Meyer lemons

Meyer lemons are sweeter than other lemons, with an intoxicating aroma that has hints of honey and thyme. (Wally Skalij / Los Angeles Times)

IF Cézanne had lived not in France but in Southern California, his still lifes would have overflowed with Meyer lemons. Plump, smooth-skinned, colored an unmistakable dark yellow -- canary yellow, the color of egg yolks or the sun at noon -- they're sweeter than other lemons, with an intoxicating aroma that has hints of honey and thyme.

Now is the perfect time to revel in them, as the harvest peaks and farmers market stalls, produce aisles and, if you're lucky, backyard trees are loaded with fruit. A cross between a lemon and a sweet orange, imported to the U.S. from China exactly 100 years ago by the man whose name they bear, the Meyer lemon is a furiously addictive fruit.

With sweeter juice, a thinner peel, less acid and a more floral scent (and taste) than other lemon varieties, Meyers are as much fun to cook with as they would be to paint.

In fact, we're counting the ways. High on the list are a few fantastic recipes. Slide slices of Meyer lemons under the skin of a pair of Cornish game hens, strew the roasting pan with more, then toss in some fennel and olives. Or try chef Marcus Samuelsson's method of quick-preserving citrus peels and use the result -- tart and salty and utterly lemony -- in a fantastically colorful dish of spicy piri piri shrimp and black rice. On the sweet side, make a Meyer lemon ice cream, loading the custard with peel as well as juice -- and a hint of cardamom, the spicy notes bringing out the floral depth of the Meyer's flavor. (This recipe is inspired by longtime Chez Panisse pastry chef Lindsey Shere, one of the first to put Meyer lemons on the culinary map.)

There are probably more things -- in heaven, on Earth, in citrus groves -- that you can do with these yellow beauties than we can dream of. But we can try.

Here are the top 100 things to do with a Meyer lemon.

1. Make Meyer lemonade.

2. Make roasted Cornish game hens with Meyer lemons, olives and fennel (see recipe).

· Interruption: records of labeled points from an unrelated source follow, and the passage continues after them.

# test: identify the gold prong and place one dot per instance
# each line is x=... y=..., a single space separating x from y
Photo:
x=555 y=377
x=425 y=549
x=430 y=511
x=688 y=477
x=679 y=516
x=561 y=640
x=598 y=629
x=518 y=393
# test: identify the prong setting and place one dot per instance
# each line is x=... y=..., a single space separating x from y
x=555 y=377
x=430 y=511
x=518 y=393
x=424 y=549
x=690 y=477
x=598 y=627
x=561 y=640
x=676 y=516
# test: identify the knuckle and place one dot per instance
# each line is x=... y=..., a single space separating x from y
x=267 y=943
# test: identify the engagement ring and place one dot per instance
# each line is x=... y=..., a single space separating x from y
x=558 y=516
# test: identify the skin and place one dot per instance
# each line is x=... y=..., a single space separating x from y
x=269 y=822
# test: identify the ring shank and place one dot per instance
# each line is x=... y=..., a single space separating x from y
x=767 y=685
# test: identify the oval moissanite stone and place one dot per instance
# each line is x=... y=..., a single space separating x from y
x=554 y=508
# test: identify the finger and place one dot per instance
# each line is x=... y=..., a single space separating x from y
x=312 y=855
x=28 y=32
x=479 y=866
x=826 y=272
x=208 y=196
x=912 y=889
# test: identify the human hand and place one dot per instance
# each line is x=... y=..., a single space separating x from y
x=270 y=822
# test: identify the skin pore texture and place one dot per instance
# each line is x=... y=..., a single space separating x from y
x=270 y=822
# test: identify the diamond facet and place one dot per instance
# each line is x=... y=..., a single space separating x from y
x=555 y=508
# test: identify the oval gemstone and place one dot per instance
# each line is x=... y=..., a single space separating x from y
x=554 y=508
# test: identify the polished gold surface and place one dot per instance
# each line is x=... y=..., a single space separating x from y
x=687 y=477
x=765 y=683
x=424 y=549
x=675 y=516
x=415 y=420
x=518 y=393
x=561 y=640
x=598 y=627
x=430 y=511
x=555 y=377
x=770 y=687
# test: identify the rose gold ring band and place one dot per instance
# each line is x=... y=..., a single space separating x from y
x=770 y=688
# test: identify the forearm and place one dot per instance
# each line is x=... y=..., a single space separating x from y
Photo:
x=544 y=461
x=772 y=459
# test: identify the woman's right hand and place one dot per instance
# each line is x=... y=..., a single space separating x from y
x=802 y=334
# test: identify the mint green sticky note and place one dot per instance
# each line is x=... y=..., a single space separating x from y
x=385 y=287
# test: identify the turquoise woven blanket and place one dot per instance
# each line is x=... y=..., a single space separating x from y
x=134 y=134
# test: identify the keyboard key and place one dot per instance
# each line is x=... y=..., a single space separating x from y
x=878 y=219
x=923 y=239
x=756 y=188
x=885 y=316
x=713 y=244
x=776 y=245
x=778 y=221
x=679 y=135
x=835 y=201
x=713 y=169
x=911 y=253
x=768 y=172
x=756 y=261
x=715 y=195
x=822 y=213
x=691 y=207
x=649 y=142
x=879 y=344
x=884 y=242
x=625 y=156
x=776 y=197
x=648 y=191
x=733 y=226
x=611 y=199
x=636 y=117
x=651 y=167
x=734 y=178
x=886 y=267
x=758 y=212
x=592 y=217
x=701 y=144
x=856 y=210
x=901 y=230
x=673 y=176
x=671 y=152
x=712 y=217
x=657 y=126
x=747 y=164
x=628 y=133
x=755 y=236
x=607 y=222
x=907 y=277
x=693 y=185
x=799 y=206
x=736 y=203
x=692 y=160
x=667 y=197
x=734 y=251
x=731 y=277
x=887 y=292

3. Make shrimp piri piri with black rice and chef Marcus Samuelsson's "quick-preserved" Meyer lemons (see recipe).

4. Make Meyer lemon-cardamom ice cream (see recipe).

5. Assemble sandwiches of thinly sliced lemons, smoked salmon and sour cream on pumpernickel bread.

6. Candy the peel, dusting with superfine sugar.

7. To a risotto made with mascarpone and Parmesan, add some grated Meyer lemon peel.

8. Take a cue from Quinn Hatfield of Hatfield's in Los Angeles and pour yourself a lemon gimlet (Meyer lemon juice and zest, soda water and Meyer lemon simple syrup).

9. Rub a Meyer lemon peel around the rim of a demitasse of espresso.

10. Adapt Claudia Roden's recipe for orange-almond cake (in "The New Book of Middle Eastern Food," the cover of which features a bowl of Meyer lemons) by using two large Meyer lemons instead of oranges (see the recipe at latimesblogs.latimes.com/dailydish).

11. If you don't mind delayed gratification, make classic preserved lemons (different from chef Samuelsson's because the lemons are preserved slowly over weeks instead of quickly blanched and cooked) by filling a Mason jar with quartered Meyer lemons, one-fourth cup of kosher salt and enough lemon juice to cover, and letting them sit in your refrigerator for three weeks. Or, for extra flavor, throw some spices into the jar too: a bay leaf, a cinnamon stick, some black peppercorns, a dried Thai chile, a cardamom pod.

12. Grate Meyer lemon peel into a bowlful of Chantilly cream.

13. Arrange thin slices of Meyer lemons on a pizza crust topped with goat cheese, rosemary and Picholine olives.